今日は中州のbills(ビルズ)でチーズサンドを食べました。少し高い店ですが、外国に来たみたいな雰囲気で、気分が上がります。

 

「ルポ 誰が国語力を殺すのか」石井光太

国語力低下の問題は単に学力の問題ではありません。もっと大きな問題、社会全体に関わる重大な危機です。

この本に暴力事件を起こした中学生のインタビューがあります。その子は自分がしたことを言葉で説明できません。言葉の力が身についていないからです。しかし、よく考えてみましょう。言葉が足りないから説明できないのではなく、言葉が足りないから、そもそも考えることができていないのです。自分がしたことの意味が分かっていないということです、

私は最近聞いた問題行動を起こす子どものことを思い出しました。その子は他の子に怪我をさせたり物を壊したりして教師から理由を問われても答えることができません。「あの子は何を考えているのか分からない…」と対応した教師は途方に暮れていました。

この2つの事例に共通すること。説明できないのではなく、そもそも意味が分かっていなっかた。考えるということができていなかったということ。人は言葉を使って思考します。言葉が極端に不足していれば思考できません。
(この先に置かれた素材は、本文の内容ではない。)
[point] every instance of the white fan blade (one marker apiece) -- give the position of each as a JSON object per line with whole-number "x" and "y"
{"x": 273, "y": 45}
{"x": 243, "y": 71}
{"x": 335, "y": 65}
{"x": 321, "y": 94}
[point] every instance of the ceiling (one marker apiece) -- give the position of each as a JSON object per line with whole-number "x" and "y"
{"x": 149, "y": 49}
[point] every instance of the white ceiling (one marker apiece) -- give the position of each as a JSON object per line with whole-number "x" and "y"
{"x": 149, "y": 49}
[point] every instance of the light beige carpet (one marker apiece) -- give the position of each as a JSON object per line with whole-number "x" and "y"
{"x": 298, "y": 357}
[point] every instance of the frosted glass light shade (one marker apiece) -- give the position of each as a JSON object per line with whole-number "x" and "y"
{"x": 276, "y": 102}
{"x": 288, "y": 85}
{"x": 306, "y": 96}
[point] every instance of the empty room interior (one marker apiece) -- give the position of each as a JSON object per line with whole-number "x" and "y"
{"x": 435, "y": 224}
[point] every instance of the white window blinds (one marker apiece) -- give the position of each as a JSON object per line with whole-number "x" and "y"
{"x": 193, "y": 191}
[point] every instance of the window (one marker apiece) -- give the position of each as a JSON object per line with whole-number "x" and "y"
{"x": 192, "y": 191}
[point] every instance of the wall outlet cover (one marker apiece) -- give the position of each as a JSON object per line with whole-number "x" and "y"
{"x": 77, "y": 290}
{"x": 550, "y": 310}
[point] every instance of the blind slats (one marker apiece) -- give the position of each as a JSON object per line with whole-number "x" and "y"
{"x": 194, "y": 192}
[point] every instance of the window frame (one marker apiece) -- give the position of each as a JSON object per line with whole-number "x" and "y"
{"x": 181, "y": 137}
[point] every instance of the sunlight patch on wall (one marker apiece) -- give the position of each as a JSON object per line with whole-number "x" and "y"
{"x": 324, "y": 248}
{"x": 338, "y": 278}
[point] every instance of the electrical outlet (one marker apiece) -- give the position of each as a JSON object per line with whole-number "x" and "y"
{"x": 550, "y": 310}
そのような子どもは少なくありません。子どもが家に帰っても、親の帰宅が遅いため、ほとんど会話がない家庭があります。スマホやゲームなどの画面を長時間見続けている子も多いです。その子たちが言葉を発する機会はどのくらいでしょう。

学校の問題もあります。情報教育、英語、食育など学校で教える内容は増える一方で減ることはありません。説明だけの授業、教え込み授業になりがちです。教師は基本的に真面目なのですべてを丁寧に教えようして疲れ果てています。
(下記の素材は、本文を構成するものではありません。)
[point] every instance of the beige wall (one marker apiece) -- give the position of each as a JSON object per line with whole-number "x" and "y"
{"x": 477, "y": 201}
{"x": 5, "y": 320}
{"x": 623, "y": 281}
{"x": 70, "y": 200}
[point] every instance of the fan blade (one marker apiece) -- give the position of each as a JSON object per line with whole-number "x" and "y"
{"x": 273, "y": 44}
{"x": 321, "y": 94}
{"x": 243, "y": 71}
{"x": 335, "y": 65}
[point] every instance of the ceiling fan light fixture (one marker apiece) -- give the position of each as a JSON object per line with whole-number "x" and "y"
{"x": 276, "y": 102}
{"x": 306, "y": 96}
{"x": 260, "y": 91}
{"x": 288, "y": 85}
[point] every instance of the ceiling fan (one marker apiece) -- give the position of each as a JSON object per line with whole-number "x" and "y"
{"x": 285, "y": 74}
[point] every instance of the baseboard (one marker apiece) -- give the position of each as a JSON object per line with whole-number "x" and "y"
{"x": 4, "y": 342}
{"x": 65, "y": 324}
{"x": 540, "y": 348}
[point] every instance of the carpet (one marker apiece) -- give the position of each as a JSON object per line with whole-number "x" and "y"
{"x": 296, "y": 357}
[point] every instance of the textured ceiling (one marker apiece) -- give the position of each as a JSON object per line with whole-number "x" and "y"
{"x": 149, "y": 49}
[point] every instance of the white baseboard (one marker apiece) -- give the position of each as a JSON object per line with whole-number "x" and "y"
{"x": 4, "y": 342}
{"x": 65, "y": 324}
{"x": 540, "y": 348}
大変厳しい状況ですが、この本の事例をもとにして私たち教師が学校で取り組めることについて考えてみました。

一つは「経験と言葉をつなぐこと」

何も特別な体験をさせる必要はないのです。生活科、社会科、理科、体育、その他どの教科でも行っている体験活動について、話したり書いたりして、言葉にする時間を充実させること。体験したことを言葉にする練習。書くことを通して対象を見つめる力をつけるのです。体験の中から価値あることを見つける力があるといいでしょう。同じ体験をしても人はそれぞれ感じることが違うことも学ばせたいですね。

もう一つは「対話を充実させること」。

中学校の哲学対話の実践例が参考になります。「生きるとは何?」「なぜ差別は生まれるのか」などのテーマで対話が進みます。生徒の一人は対話の意義について次のように語っています。「人の話を聞くことで語彙力がアップするとか、話をすることでコミュニケーション力を磨けるというのはあります。でも、ぼくが一番良かったと思うのは、相手を理解しようとする姿勢が身につくことです。相手の意見を尊重できるようになると、生きることがすごく楽になるんです」

以上のことは、学校教育の重点としてすでに取り組まれていることです。現行学習指導要領では「対話」がキーワードとなっています。

国語力をつけることは、子どもたちが幸せで充実した人生をおくるための必須の課題です。日々の教科指導の中で、話す書く活動をできるだけ多く取るようにしたいですね。(実態は「聞く、読む」時間が多いです)

遅々として改善が進まないのが学校の現状ですが、一人の教師、一人の担任の裁量の範囲内でできることはあります。まずは自分ができることから始めたいと思っています。